Not only does He know all about prayer, but He knows all about us. He knows every detail about each one of us. He knows how we learn, and what our bent is, and what it will take to teach any one of us exactly what we need to know to live the abundant life He promised. He knows what lies behind that has colored our perceptions of prayer and of Him, and He knows what lies ahead that will challenge our faith past its current boundaries. He is the perfect teacher. Fully versed in His subject and fully aware of His student.
 
He loves His subject matter. Have you ever had a teacher who just loved the material they were teaching? Jesus loves prayer. When He teaches you to pray, He will be teaching you His own heart.  His love for prayer will be infectious. He will creatively design modules for your learning that will engage you fully and will be designed with just your learning style and personality and experience in mind. He'll be your private tutor, while also bringing you into prayer experiences in community of believers.
 
Learning Prayer
 
You have access to the perfect Teacher in Rabbi Jesus.

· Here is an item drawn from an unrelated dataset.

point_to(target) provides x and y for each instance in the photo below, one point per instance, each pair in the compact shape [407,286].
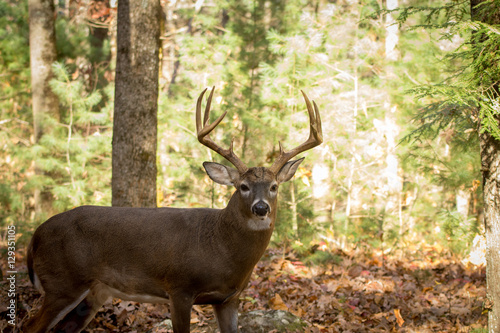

What will it take to be the best student — disciple — you can be so that you can learn all that He wants to impart?
 
First, believe. Believe Him. Believe that He is available to you and loves you and longs for you to experience all of Him that you possibly can. 
 
Remember that He said, "Everything that I learned from my Father I have made known to you" (John 15:15). He will continue to make the Father known. He will keep teaching you. He always has more to disclose to you and it delights Him to continue showing you more and more of the Father.
 
The more we know the Father, the more we love the Son. The more we love the Son, the more His presence in us is made real to us. This is the very core of a praying life — the flow of love between your heart and His. 
 
First, believe Him. Second, yield to Him. Let Him run the show. Trust that He knows how to accomplish in you and for you exactly what He has in mind, and that He has in mind only your good. Your advancement. Your peace.
 
You can only yield to one you trust. Otherwise, you have to be ready to take the reins yourself in case things go off course. You have to be watching for a wrong move. You have to be careful and protective of your own course in case someone tries to head you in the wrong direction. Can you fully yield to Him, knowing that Jesus loves you beyond reason, with an obsessive love that hovers over you and manages even the smallest moments of your life?
 
First, believe. Second, yield. Third, follow. The call to prayer is not a command, but an invitation. He is calling you to a journey. He is calling you to follow Him (Mark 1:17). The call is active and risky. The great surprise in a praying life is that you find your little life swept up into the great purposes of God. Prayer is not passive or sedentary. It will catch you up in the current of His activity, and you will never be the same. Risky becomes safe when it is in response to the leading of Jesus.